Purpose This metric assesses the change in land cover/land use within the Great Lakes
Basin, and may be used to infer the potential impact of land conversion on Great Lakes ecosystems.
Features This metric offers information on the presence, location, and predominance of
land cover or land uses that are a direct result of human habitation and activities, as demonstrated by
the use of remote-sensing and GIS data. Field-based collection of human impacts can also be accomplished
by: surveys (using global positioning systems); sketches; personal interviews; and record analyses at
local, county, or state offices.
Limitations This measure will need to be validated fully with thorough field sampling.

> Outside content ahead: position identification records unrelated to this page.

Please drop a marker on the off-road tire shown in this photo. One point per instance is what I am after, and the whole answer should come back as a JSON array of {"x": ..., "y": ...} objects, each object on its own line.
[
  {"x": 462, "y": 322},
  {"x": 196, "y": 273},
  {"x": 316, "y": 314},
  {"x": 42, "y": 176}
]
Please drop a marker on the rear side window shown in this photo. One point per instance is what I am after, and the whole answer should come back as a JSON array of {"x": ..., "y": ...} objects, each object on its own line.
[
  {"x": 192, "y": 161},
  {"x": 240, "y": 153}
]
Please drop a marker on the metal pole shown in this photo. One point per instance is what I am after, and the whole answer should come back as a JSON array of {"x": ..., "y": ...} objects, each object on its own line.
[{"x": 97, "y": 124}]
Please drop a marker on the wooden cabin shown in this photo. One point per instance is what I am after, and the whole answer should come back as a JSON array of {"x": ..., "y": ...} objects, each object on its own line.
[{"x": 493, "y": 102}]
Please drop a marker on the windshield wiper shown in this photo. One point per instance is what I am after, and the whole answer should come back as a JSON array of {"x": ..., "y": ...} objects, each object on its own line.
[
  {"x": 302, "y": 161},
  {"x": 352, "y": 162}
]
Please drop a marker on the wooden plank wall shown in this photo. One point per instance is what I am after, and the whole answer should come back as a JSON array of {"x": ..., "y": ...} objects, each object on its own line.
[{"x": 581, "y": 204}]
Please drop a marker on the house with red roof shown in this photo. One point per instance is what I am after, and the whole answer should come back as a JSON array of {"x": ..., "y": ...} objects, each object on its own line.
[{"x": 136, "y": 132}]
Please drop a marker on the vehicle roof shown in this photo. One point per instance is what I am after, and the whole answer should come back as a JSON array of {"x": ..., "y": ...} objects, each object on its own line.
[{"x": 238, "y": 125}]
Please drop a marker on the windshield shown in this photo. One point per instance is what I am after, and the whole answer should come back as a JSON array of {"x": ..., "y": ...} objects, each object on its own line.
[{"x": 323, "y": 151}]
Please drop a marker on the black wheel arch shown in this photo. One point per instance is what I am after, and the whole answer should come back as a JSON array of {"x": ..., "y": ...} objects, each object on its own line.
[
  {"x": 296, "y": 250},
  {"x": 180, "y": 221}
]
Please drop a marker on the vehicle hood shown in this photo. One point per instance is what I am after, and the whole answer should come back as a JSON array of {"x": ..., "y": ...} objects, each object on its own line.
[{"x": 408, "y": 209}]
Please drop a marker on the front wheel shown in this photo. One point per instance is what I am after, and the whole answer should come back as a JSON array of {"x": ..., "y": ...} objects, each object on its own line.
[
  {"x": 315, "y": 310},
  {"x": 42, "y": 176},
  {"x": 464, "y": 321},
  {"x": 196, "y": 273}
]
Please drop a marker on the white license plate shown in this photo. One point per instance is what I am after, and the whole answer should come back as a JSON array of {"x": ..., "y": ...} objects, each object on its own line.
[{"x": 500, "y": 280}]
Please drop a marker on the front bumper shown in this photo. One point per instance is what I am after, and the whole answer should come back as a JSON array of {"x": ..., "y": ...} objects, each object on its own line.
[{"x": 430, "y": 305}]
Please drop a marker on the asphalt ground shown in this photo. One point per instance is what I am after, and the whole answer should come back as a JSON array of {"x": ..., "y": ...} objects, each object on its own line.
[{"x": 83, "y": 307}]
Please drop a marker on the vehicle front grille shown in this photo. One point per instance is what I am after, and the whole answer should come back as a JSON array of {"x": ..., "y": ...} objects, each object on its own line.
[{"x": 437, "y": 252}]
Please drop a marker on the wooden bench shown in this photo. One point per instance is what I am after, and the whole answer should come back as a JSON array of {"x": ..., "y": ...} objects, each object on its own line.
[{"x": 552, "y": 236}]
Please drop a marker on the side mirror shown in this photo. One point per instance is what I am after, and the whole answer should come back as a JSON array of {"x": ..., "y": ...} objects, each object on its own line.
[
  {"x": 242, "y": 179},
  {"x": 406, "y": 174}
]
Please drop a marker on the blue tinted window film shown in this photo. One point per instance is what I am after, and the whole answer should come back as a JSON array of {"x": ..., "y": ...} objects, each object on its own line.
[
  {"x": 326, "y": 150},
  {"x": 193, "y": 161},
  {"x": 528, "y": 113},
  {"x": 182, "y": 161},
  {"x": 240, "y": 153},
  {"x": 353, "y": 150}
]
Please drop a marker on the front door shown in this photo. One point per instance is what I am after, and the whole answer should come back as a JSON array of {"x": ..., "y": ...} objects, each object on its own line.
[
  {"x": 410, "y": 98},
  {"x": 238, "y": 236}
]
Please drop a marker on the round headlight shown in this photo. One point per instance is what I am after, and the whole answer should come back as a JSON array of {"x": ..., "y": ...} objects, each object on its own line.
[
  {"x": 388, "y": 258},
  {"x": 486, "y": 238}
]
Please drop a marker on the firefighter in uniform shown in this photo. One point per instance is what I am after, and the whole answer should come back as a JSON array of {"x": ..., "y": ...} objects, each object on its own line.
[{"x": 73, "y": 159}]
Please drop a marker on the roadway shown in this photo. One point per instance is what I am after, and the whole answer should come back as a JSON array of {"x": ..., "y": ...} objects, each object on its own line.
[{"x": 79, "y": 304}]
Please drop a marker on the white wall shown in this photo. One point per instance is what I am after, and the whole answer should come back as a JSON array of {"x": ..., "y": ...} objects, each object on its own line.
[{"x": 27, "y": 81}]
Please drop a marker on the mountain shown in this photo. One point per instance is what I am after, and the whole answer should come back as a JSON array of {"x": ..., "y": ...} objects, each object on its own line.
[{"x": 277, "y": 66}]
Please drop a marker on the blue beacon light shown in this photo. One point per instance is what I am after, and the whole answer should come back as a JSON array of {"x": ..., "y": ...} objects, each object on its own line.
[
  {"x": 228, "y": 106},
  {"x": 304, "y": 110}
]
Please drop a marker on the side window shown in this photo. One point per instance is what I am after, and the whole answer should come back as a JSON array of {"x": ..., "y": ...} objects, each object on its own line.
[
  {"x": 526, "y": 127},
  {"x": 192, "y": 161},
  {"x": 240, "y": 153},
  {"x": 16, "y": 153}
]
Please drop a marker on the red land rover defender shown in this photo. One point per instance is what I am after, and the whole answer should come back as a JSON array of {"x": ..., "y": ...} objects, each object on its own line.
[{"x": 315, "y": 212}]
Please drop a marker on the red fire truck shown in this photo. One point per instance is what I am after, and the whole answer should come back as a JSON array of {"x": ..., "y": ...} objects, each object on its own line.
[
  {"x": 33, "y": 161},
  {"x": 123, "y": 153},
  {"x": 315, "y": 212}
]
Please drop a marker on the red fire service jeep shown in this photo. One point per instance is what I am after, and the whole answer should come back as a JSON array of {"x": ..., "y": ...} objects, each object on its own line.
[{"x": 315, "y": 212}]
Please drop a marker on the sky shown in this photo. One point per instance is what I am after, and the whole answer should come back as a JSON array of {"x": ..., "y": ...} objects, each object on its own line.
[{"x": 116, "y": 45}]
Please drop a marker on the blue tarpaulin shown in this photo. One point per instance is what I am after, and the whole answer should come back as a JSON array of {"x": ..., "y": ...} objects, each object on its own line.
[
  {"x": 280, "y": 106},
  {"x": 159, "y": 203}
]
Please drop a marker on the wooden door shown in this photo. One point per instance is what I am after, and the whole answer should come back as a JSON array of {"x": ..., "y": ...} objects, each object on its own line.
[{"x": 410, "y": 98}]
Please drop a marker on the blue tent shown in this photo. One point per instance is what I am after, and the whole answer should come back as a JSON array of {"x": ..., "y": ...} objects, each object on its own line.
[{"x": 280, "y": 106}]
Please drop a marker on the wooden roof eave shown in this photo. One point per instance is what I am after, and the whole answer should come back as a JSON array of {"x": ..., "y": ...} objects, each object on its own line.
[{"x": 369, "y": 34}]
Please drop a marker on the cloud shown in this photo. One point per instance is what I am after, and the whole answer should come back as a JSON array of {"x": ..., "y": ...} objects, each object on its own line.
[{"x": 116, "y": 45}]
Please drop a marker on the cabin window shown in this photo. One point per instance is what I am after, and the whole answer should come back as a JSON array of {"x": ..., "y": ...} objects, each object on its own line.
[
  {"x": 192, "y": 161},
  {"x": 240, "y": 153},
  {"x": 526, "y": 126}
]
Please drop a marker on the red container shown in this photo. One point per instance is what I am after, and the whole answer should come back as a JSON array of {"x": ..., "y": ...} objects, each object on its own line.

The development of related impacts from human land use (e.g., using a regression model using impervious
surface parameters and stream flow parameters) is an important goal, but requires uniform measurement
of field parameters across a vast geographic region to determine accurate information to calibrate such
models.
Interpretation This metric makes use of human impact metrics, and may be focused on
land conversion that has occurred in proximity to sensitive ecosystems, e.g., wetlands. Because human
activities are temporally variable and are non-linear in their spatial and temporal patterns, this
metric is complex. Thus, multiple-scale, multiple-season, multiple-year analyses of human impact
measures are required to develop a robust indicator. Land conversion can be more thoroughly explored
and explained if linked to ecological functions (e.g., vegetation density, as it relates to
uptake/accumulation/leaching of nutrient runoff). Land cover change has great potential for complicating
the development of these metrics as indicators. Thus, multiple-season, multiple-year analyses of
wetland-adjacent land cover are required to develop a robust indicator. The classification system for
land cover types should be linked to the ecological endpoint of interest. This interpretation may vary
as a result of the specificity of land cover type. For example, general-agriculture land cover types
(e.g., "row crop agriculture") may be most appropriate, if considering general nutrient inputs from
sheet flow into adjacent wetlands. Alternatively, data including crop types may be most appropriate if
considering pesticide inputs from sheet flow into adjacent wetlands.
Comments A thorough field-sampling protocol, properly validated geographic information,
and other remote-sensing-based data could lead to successful development of land conversion metrics as
indicators of Great Lakes ecosystem conditions. Such an indicator could be applied to select sites, but
would be most effective if used at a regional or basin-wide scale.
Metric Maps The Great Lakes Basin is mapped
for the presence, wetland-proximity, and spatial extent of human-built land cover types using
remote-sensing based geographic information. Human land uses may include (but are not limited to)
agriculture, mines, recreational areas, and (sub)urbanization, each calculated by relevant watersheds.